Depends how it goes down, if a company goes into insolvency all security policies are off the table and random hardware can get shifted into lot bidding.
HDD can be written multiple times with random data if data centers really have to protect what their former customers wrote on them. I never looked at those details in standard contracts.
All you really need to do is write one pass of zeros on them. That will prevent anyone but a very dedicated adversary with expensive equipment from recovering any data, especially on TB scale drives.
Can still take hours per drive though, which is why a lot of people skip it.

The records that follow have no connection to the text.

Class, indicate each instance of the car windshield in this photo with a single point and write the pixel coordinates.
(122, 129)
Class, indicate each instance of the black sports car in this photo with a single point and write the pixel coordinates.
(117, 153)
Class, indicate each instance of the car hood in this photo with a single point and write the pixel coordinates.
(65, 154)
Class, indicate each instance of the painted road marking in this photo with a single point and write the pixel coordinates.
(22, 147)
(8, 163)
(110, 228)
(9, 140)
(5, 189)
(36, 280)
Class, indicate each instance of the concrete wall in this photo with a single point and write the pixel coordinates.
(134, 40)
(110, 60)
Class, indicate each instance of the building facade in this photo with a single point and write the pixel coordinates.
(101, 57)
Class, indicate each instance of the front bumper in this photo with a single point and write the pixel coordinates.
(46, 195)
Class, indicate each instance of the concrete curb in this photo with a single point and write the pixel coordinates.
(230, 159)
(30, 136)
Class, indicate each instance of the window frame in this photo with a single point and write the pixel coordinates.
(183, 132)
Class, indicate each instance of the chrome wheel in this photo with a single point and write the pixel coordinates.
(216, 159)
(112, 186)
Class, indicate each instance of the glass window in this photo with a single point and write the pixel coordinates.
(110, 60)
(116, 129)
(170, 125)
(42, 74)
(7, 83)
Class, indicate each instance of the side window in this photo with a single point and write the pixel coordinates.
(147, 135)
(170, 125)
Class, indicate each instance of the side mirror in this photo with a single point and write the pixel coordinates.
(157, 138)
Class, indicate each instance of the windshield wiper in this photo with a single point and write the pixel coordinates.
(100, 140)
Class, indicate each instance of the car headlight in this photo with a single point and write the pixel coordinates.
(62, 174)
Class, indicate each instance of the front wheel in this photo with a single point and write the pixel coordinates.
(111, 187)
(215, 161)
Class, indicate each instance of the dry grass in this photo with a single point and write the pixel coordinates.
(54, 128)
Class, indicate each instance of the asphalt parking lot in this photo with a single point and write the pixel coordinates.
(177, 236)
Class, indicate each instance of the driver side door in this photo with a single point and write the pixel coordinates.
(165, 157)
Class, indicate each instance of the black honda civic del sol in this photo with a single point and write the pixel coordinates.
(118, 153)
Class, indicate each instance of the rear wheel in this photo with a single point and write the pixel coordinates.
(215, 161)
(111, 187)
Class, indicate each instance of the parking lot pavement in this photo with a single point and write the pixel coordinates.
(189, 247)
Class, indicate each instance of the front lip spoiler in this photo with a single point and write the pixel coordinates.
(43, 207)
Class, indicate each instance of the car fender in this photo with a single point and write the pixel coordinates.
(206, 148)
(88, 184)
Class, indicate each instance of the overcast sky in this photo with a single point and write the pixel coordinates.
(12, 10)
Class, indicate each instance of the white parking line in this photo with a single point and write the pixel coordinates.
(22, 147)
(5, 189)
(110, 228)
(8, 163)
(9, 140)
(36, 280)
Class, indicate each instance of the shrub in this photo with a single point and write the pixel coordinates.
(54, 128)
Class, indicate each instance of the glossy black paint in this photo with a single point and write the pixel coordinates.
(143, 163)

I make a random 1MB chunk, then write that all over the drive, at overlapping offsets. I've been told that really clears it. On IDE-spinning-rust disks I trusted it, not sure if I should trust these modern SSD
A drive that supports Secure Instant Erase should be encrypting all data. When the SEI function is invoked (“nvme format -s 2”, “hdparm —-security-erase”) they key is thrown away and replaced with a new one. Similar implementations exist for NVMe, SATA, and SAS drives — regardless of whether they are HDD or SSD.
This puts a fair amount of trust and in the drive’s ability to really delete the old key.
My understanding is that refurbished GPUs from e.g. crypto mining are something people are warned away from, because they've often been run into the ground. Are AI usage practices different?
> My understanding is that refurbished GPUs from e.g. crypto mining are something people are warned away from, because they've often been run into the ground.
No, this wasn't the case. While there were never comprehensive studies various tech media purchased these cards to run testing and found that, other than scammers, they all performed to expectation.
Car tire is a moving part that wears in use. Only moving parts a GPU has are its fans, which can be replaced. The rest may last really long, or fail brand new.
Thermal cycling will eventually cause problems with continuity but I'm not sure that's really predictable. We have some really old GPUs that eventually had problems under load, we attributed it to thermal degradation as we had ruled out pretty much everything else.
> And when the AI bubble bursts, "refurbished" HDDs and GPUs will flood the market.
GPUs? No way. The datacenter cards don't even have video output ports, and I think the chips destined for AI / ML training also have everything video/render related removed from the silicon, makes for more yield.
And the other way around, using (cheap) consumer GPUs in servers, I think at least NVDA tries to prevent that with driver-based DRM, so there won't be any flooding coming from there either.